Récital de Ludmila Berlinskaïa à la Salle Gaveau, 2/2/18

Programme
Beethoven, Sonate n°30 en mi majeur, op. 109Medtner, Sonate en la mineur, op. 38 n°1, Reminiscenza
Schumann, Kreisleriana, op. 16
Ravel, Valses nobles et sentimentales
Ludmila Berlinskaïa, piano

Salle Gaveau, le 2 février 2018
La plus française des pianistes russes - c’est déjà presque un cliché - a longtemps attendu avant de remettre au premier plan une carrière soliste mise entre parenthèses par ses nombreuses activités chambristes, d’enseignement, et son duo avec Arthur Ancelle, ce dernier bien connu des pianophiles parisiens. Son retour au récital solitaire à la faveur d’un disque s’accompagnait d’une soirée à Gaveau présentant exactement le même programme : moment pianistique au charme et à l’intérêt rares, investissant le premier romantisme germanique avec une versatilité sauvage à laquelle on n’est plus accoutumé, et nimbant deux chevaux de bataille du post-romantisme d’une douceur et d’une clarté troublantes.

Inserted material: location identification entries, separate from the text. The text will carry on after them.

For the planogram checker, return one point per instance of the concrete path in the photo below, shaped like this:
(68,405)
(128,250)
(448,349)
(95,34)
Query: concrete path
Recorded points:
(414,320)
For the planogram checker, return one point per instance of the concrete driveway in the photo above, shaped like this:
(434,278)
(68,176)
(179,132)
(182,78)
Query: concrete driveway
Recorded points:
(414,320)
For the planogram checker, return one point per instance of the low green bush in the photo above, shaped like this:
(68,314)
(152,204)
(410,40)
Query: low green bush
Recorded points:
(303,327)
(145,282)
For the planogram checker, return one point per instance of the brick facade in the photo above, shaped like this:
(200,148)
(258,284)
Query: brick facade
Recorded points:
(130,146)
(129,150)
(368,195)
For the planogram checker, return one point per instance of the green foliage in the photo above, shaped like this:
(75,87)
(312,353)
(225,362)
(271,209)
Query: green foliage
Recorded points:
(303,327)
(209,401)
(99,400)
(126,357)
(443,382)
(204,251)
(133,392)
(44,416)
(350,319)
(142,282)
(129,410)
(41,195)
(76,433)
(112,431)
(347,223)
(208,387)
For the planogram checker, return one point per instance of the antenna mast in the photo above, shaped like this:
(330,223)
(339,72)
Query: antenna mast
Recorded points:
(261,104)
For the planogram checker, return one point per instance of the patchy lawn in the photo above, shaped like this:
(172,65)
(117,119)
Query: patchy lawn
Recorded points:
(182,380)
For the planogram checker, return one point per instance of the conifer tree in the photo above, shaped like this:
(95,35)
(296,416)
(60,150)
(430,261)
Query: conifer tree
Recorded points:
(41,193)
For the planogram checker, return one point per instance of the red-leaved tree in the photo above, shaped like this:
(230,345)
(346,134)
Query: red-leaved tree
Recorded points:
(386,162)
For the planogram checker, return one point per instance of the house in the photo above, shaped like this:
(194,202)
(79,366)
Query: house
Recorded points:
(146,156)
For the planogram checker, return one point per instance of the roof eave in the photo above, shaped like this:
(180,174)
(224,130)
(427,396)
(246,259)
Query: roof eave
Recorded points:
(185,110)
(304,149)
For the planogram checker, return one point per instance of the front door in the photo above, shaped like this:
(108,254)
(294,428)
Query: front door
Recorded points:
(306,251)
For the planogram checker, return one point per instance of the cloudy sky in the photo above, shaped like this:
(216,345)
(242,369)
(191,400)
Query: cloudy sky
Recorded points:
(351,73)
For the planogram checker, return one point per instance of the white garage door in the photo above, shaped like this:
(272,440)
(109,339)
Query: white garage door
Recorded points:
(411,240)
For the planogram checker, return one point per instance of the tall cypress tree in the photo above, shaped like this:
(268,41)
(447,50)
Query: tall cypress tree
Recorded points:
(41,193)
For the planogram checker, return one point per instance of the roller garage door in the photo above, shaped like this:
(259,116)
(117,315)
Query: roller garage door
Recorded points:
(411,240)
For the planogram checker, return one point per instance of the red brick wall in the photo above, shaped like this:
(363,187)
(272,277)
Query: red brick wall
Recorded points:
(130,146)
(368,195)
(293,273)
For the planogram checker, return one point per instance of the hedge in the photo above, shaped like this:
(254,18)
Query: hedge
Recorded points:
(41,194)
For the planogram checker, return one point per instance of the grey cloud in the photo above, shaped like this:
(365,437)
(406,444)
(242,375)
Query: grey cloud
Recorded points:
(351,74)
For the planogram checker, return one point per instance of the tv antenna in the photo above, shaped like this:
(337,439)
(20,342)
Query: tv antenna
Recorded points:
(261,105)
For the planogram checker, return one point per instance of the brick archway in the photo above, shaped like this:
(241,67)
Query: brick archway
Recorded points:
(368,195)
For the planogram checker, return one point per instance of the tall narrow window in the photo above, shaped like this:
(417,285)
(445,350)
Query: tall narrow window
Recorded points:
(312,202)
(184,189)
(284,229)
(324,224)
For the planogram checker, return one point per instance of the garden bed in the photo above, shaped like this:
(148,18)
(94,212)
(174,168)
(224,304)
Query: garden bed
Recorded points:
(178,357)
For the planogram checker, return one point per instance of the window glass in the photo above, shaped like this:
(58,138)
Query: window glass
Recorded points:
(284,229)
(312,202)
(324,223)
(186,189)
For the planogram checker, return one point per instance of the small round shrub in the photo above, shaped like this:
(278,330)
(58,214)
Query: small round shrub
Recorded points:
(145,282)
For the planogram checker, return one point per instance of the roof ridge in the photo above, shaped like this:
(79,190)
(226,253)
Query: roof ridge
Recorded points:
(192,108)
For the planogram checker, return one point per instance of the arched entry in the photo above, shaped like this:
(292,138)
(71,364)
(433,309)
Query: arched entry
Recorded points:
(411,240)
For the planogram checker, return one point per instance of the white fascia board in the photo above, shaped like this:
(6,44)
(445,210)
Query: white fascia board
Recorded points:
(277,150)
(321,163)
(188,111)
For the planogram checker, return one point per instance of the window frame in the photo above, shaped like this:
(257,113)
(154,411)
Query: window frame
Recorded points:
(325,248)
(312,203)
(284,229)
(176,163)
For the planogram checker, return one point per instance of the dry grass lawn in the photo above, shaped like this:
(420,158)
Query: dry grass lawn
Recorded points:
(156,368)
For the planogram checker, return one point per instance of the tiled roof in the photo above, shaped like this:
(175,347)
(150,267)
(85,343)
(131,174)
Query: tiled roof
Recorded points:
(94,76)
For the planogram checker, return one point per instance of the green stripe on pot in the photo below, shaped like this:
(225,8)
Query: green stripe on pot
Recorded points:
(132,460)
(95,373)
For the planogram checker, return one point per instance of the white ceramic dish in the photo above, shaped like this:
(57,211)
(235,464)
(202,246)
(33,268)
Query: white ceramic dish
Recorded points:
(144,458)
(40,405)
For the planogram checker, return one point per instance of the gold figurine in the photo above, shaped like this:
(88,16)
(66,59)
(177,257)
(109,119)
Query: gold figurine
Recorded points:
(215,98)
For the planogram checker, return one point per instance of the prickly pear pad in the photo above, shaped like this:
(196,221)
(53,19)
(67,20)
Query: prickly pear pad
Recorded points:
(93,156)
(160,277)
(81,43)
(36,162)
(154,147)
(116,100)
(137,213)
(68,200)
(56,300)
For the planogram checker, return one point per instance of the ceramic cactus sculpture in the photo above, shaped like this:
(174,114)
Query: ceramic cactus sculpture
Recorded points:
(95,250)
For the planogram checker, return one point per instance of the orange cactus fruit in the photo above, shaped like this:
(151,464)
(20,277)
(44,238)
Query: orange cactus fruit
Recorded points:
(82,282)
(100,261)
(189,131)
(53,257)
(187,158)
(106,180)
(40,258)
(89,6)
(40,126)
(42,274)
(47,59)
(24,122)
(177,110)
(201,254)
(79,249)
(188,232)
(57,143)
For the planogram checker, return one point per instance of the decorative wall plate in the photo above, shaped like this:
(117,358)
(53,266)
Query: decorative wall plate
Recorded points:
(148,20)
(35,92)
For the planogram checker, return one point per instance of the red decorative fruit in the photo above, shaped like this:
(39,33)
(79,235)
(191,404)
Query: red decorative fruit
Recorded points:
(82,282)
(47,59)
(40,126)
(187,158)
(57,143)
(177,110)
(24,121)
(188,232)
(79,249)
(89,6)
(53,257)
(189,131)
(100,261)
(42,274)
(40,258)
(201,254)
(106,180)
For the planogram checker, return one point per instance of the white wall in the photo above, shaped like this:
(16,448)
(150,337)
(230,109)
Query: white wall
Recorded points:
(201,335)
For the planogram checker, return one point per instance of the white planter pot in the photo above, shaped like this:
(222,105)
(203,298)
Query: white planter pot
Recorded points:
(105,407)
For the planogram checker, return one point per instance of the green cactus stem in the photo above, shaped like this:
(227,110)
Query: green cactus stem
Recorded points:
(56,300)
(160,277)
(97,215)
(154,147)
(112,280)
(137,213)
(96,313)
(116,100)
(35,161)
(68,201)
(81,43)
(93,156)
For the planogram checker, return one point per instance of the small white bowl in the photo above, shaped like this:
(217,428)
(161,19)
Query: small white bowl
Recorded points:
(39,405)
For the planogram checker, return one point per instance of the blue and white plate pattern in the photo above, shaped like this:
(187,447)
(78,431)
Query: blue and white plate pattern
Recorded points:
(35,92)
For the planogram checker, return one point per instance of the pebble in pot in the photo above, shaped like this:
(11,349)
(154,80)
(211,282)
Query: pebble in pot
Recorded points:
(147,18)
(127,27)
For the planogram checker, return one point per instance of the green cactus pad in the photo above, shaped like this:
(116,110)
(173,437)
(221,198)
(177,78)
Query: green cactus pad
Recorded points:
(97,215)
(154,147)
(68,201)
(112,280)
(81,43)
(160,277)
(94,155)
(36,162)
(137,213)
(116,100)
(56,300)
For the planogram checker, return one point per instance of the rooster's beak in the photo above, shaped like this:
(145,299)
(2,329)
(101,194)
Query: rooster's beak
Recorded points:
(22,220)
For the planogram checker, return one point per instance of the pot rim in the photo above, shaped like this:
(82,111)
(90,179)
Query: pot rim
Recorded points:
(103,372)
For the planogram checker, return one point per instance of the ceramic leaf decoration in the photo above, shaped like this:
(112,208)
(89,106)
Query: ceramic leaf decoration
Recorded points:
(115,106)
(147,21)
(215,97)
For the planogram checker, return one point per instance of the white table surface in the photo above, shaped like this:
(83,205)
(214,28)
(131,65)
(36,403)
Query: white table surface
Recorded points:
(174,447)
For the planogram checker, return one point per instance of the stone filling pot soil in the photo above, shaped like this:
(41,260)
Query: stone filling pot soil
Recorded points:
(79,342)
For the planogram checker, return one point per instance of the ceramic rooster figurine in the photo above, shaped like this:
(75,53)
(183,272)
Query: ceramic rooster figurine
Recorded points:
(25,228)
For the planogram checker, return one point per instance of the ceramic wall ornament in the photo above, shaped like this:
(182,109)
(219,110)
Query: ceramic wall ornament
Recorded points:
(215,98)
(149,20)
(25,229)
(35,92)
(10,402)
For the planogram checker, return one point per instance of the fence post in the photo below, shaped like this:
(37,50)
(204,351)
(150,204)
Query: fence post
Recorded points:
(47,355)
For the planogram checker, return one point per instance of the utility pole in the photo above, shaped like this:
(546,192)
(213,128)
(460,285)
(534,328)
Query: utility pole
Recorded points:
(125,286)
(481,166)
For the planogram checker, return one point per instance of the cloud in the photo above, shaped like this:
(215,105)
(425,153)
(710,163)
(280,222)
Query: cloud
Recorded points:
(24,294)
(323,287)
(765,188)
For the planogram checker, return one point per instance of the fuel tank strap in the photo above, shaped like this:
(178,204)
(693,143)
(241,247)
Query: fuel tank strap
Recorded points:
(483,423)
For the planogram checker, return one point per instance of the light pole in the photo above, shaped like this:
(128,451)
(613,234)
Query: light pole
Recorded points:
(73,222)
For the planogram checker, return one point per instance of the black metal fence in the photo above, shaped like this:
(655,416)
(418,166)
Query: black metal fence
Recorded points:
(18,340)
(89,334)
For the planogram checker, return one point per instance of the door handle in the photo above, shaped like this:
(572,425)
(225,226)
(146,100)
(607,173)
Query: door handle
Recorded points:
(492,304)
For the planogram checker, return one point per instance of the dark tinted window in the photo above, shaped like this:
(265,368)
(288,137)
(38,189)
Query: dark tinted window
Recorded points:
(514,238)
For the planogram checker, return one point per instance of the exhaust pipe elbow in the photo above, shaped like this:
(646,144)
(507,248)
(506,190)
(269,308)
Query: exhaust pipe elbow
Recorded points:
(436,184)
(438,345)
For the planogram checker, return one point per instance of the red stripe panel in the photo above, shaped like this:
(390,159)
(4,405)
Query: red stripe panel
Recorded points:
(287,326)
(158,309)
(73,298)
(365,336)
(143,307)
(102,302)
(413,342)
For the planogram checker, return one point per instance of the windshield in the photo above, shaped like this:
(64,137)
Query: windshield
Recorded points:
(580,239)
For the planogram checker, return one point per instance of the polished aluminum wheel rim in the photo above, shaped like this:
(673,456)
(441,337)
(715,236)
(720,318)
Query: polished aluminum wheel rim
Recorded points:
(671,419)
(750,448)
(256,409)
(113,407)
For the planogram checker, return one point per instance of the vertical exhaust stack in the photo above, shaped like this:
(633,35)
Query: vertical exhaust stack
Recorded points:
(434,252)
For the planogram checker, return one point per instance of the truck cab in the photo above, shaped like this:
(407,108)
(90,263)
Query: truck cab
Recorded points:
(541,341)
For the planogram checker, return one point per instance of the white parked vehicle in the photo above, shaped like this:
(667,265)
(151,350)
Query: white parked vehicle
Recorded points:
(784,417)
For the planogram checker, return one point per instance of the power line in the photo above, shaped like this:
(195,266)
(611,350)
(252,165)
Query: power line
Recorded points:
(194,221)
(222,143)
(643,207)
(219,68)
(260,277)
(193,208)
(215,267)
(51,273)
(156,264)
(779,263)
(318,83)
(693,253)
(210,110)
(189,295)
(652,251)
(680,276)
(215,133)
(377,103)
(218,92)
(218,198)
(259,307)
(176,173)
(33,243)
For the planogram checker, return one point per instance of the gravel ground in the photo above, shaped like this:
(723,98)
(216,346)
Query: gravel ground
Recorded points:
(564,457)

On hésite à suivre l’ordre du programme ici, puisqu’on aime en général garder le meilleur pour la fin. Pourtant, cet opus 109, si rare au concert en-dehors de l’entière triade finale, plaçait la soirée sur des bases excessivement élevées. Par son caractère radicalement entier, d’abord, laissant toutes précautions oratoires en coulisses et livrant, comme le réclame volontiers le texte, un discours d’une immédiateté totale, avec une liberté et une imagination parfois incroyables. Dès le I, le ton est délibérément à rebours de l’habituelle réserve mélancolique, qui fait trop souvent risquer un prudent quant-à-soi : un ton déjà presque schumannien, en accord avec un aspect de l’écriture (le fragment poétique schlegélien, qui est son moyen, plutôt que l’idéal classique rétrospectif qui est son objet), et avec la germanisation des indications, qui, partagée avec l‘opus 101, est tout sauf un détail. Les deux premiers mouvements témoignent d’un lâcher-prise peu commun et voient s’exprimer des qualités elles-mêmes peu communes dans ces pages : une permanence de l’avancée, une farouche aspiration vers l’avant, mais jamais traduite par des appuis et relances qui saucissonneraient le discours : la phrase a l’accent du fragment, mais l’interprétation n’a rien de fragmenté, le geste y est profondément unifié, au prix de scories (qui sont de toute façon le lot de tous, y compris des très grands dans le II) parfaitement oubliables.  Le thème et variations se déroule de manière un peu plus conventionnelle, mais toujours avec caractère et beaucoup d’élégance (seule le fugato manque un peu de carrure sonore, de force brute). La variation la plus intéressante est la première, d’une saisissante éloquence : Berlinskaïa y exacerbe l’inquiétude rythmique, introduisant une quasi-syncopation dans l’accompagnement, avec le retard sur les tenues et la compensation sur les notes de passage. Conduite avec une aussi forte intuition, ce rubato semble déployé entre un pôle baroque et une attirance schubertienne : sur le plan du phrasé (car les profils des phrases sont proches), ce moment interprétatif d’une rare singularité fait irrésistiblement songer à un autre immortalisé par le disque : l’aria des Variations Goldberg par Blandine Verlet (!).

Le meilleur était donc au début quoi que ce ne fût sans doute pas l’opinion la mieux partagée dans la salle.